Typically chickens that are known for one type of product (meat or eggs) are not utilized much for the other. Big meat chickens don’t tend to be prolific egg producers; however, the Dorking is an exception to this rule. Hens will produce a good amount of eggs, enough to keep up to some of your decent laying hens. What’s more, they are known as chickens that produce consistently throughout the winter, rather than slow down like some breeds.
The Dorking’s eggs are considered white or creamy—in other words, they are lightly tinted and they will usually be medium to large in size. A healthy happy Dorking hen can lay around 170 – 190 eggs per year. This bird really does provide a ton of protein!
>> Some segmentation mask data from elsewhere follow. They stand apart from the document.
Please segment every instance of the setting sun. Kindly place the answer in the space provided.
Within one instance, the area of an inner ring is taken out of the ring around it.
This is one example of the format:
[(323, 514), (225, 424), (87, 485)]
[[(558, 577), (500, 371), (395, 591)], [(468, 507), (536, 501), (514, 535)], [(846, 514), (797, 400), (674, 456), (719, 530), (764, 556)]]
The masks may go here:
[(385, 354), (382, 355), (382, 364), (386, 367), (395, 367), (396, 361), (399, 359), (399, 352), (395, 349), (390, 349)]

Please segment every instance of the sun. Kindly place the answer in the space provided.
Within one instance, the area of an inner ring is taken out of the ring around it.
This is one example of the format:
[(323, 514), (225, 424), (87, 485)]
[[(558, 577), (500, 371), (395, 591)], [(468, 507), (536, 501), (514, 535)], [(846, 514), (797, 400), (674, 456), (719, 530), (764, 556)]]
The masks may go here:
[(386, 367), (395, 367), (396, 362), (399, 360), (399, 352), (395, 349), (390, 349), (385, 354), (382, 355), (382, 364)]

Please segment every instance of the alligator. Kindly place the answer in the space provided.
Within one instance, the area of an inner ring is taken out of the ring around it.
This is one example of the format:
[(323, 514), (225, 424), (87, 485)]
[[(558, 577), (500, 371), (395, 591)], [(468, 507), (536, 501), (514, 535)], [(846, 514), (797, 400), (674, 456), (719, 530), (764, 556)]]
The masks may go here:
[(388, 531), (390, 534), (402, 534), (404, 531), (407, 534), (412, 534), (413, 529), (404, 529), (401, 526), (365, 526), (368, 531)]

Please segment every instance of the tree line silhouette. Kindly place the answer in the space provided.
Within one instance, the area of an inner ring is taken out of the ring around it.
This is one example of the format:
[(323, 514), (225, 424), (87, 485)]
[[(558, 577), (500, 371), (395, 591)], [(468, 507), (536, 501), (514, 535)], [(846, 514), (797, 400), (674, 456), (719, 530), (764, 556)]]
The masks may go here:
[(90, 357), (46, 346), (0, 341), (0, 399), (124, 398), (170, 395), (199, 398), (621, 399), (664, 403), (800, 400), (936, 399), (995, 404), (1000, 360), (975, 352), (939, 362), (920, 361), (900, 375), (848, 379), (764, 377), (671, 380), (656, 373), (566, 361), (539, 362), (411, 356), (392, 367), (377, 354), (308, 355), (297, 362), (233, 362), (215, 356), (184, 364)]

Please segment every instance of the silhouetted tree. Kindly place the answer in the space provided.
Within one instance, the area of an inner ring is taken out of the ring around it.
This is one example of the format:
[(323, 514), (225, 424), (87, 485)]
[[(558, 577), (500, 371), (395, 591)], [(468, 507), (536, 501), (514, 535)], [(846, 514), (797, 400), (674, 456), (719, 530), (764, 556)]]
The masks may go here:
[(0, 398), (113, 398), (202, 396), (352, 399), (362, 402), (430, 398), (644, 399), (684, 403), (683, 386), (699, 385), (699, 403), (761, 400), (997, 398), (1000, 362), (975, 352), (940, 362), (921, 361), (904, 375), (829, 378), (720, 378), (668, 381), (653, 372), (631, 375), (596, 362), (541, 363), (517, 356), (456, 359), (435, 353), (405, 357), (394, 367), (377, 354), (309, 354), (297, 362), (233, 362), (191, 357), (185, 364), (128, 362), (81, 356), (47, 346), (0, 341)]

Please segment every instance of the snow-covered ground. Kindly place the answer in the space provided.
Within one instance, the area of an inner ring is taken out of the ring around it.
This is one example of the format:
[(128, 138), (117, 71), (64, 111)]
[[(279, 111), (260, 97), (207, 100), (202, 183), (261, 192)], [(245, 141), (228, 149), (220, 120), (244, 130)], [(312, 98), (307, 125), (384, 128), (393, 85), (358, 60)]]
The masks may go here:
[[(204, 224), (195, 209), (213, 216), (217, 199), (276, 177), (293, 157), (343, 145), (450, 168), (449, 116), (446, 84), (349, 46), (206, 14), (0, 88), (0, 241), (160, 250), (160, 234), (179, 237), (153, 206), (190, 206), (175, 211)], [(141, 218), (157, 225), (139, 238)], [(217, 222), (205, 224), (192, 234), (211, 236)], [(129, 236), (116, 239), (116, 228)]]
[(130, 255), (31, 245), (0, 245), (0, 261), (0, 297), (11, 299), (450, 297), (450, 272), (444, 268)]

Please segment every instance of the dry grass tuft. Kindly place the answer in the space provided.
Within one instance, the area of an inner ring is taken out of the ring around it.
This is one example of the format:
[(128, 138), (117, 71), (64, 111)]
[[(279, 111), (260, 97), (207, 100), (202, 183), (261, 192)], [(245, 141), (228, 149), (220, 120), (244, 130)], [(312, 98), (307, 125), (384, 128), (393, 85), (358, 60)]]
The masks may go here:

If you are looking for a dinner chicken with some amazing flavor, look to the Dorking. This breed is considered to be on the top of the list of the most delicious and flavorful chickens. This prime poultry has the meat in all the right places, making it very tender and light. Rave reviews of the Dorking seem nearly comparable to those of the Bresse chicken, another highly sought after meat chicken.
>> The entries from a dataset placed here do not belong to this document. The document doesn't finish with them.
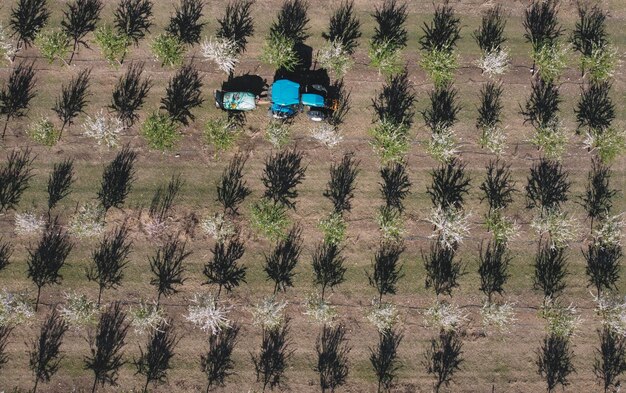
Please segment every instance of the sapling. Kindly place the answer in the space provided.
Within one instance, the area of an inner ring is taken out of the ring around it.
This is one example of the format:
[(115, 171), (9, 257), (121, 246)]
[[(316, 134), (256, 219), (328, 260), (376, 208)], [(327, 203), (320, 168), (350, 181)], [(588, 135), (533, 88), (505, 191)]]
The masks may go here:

Another nod to the Dorking is awarded due to their visually pleasing, and appetizing, skin. Many chicken breeds, that have not been bred for commercial production, have yellow or grey skin. Somewhere along the line, someone decided that in order for the chicken to be edible, the skin should be white. This is obviously not true, but if this happens to be a concern for you, now you know that the Dorking sports white skin.
Generally speaking, the Dorking is a bird that is quite hardy, and not to be considered a delicate chicken. While those with single combs should be given special accommodations in cold climates, the white varieties is able to avoid frostbite with their aforementioned rose comb. It’s important to know how to care for your chickens during winter.
Need another reason to start your own flock of Dorkings? Well, they are excellent free-rangers! They love to forage your property for bugs and weeds, and they tend to stick close to home. Win-win!
Note: If you are planning a weekend picnic with your friends, it might be wise to let them know you have some extremely friendly chickens that might be joining you. Or, if you don’t want them free-ranging around your feet, perhaps temporarily confine them. If you’ve ever had a dog that begs, a chicken can be much more pesty.
If you are reading through this thinking the Dorking is probably the perfect chicken, wait until you hear about their dispositions! The Dorking is the dolly of the flock—they are sweethearts. So, if you become attached to your chickens, perhaps raising a Dorking as a meat chicken may not work very well for you. They are known to be calm, friendly, and tolerant; great qualities, but not-so-great if you have aggressive chickens in your flock, like the Cornish chicken. Your Dorkings will probably end up at the bottom of the pecking order.
Dorkings can go to being a broody hen easily, but are said to be one of the best mothers, and will raise their chicks well. They have even been said to adopt chicks that are not their own. Hens don’t quickly kick their babes out of the nest either. They have a tendency to mother their clutches long after other hens’ babies have flown out of the chicken coop.
You can’t go wrong with a Dorking, and when it comes down to it, they need to be embraced by those who appreciate the breed, and an all-around chicken. It would be a shame for this breed to go extinct, especially because it is a sweetheart of a chicken.